Monitoring Jobs
Exercises¶
- Custom squeue format
Use squeue with a custom output format to show your jobs with these columns: job ID, partition, job name (up to 30 characters), state, elapsed time, time limit, and node list. Submit a test job first so you have something to see.
Hint / Solution
- Inspect a job with scontrol
Submit a job that sleeps for 5 minutes. While it is running, use scontrol show job to find: (a) the working directory, (b) the stdout file path, (c) the exact submit time, and (d) the TRES (trackable resources) allocated.
Hint / Solution
- Find a completed job's memory usage with sacct
After a job completes, use sacct to compare the memory you requested (ReqMem) with the actual peak memory used (MaxRSS).
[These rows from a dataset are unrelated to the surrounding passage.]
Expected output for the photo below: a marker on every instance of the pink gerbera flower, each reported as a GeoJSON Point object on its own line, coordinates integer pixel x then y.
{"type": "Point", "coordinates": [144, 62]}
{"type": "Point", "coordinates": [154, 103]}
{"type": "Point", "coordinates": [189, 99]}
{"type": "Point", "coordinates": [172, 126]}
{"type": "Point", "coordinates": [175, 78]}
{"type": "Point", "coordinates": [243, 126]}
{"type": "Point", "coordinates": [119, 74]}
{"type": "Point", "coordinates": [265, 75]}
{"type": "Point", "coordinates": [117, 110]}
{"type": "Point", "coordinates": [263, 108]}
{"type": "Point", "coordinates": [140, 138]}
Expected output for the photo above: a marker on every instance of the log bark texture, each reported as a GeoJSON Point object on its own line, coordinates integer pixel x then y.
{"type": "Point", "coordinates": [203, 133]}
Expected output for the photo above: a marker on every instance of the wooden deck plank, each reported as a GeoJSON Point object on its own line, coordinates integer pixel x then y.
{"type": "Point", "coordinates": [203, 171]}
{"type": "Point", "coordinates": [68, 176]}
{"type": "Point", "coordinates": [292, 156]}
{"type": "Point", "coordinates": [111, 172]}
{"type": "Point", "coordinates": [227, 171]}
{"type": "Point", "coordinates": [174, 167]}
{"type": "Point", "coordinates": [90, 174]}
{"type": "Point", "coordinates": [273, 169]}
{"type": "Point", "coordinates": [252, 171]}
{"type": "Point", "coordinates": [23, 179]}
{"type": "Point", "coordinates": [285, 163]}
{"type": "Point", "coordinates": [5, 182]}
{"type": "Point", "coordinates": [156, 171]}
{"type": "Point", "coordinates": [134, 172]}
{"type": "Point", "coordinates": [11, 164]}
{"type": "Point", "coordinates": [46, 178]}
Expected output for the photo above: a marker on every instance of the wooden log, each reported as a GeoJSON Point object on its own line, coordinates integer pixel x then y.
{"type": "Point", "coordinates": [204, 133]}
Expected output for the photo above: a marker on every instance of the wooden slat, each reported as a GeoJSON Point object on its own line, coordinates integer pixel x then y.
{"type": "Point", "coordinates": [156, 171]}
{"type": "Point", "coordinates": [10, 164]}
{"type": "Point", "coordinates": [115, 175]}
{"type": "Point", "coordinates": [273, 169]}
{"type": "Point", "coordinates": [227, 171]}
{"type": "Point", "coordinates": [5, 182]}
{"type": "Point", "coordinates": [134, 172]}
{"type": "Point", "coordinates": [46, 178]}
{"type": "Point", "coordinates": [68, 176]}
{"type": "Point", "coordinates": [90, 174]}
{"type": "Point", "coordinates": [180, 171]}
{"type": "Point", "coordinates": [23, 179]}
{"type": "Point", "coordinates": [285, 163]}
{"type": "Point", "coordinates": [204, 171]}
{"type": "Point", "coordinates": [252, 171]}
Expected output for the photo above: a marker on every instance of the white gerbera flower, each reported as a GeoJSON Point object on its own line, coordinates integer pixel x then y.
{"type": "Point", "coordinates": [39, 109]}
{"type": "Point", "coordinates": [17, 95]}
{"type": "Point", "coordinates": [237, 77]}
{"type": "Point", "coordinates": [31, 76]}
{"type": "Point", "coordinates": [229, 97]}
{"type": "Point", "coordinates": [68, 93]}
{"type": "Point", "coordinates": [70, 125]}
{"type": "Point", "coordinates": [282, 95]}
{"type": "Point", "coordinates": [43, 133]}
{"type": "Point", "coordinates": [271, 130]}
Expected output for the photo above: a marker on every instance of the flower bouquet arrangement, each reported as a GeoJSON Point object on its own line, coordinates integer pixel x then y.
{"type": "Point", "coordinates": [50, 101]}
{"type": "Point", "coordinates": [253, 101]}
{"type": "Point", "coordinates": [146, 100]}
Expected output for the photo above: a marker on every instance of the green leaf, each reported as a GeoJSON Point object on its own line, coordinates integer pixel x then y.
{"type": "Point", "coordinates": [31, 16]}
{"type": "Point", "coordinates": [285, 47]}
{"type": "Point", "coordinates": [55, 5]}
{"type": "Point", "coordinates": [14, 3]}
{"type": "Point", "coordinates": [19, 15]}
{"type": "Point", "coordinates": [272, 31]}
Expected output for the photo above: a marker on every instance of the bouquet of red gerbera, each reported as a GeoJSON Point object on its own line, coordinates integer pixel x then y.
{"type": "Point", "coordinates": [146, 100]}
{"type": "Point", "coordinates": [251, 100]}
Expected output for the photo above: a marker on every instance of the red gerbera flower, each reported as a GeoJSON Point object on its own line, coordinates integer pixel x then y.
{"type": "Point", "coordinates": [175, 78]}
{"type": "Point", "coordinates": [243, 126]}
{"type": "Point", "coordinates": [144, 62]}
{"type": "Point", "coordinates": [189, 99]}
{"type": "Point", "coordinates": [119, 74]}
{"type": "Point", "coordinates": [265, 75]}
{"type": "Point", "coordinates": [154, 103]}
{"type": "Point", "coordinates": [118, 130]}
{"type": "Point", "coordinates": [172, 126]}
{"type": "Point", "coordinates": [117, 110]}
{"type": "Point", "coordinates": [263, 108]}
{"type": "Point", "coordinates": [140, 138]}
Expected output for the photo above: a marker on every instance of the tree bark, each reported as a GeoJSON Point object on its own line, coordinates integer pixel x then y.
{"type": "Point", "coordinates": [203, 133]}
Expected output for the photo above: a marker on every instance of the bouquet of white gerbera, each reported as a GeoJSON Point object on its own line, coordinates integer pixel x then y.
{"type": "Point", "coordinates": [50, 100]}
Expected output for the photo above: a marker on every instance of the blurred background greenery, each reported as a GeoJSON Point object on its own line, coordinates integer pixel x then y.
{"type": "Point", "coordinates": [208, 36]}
Format the output to include JobID, JobName, ReqMem, MaxRSS, and State.
Hint / Solution
- Use sinfo to find idle nodes
Use sinfo to find all idle nodes in the default partition. Display hostnames, CPU count, and memory for each idle node.
Hint / Solution
Replace `batch` with your cluster's default partition name if different.- Track estimated start time of a pending job
Submit a job requesting resources that may cause it to pend (e.g., a large memory request). While it is pending, use squeue --start to check its estimated start time.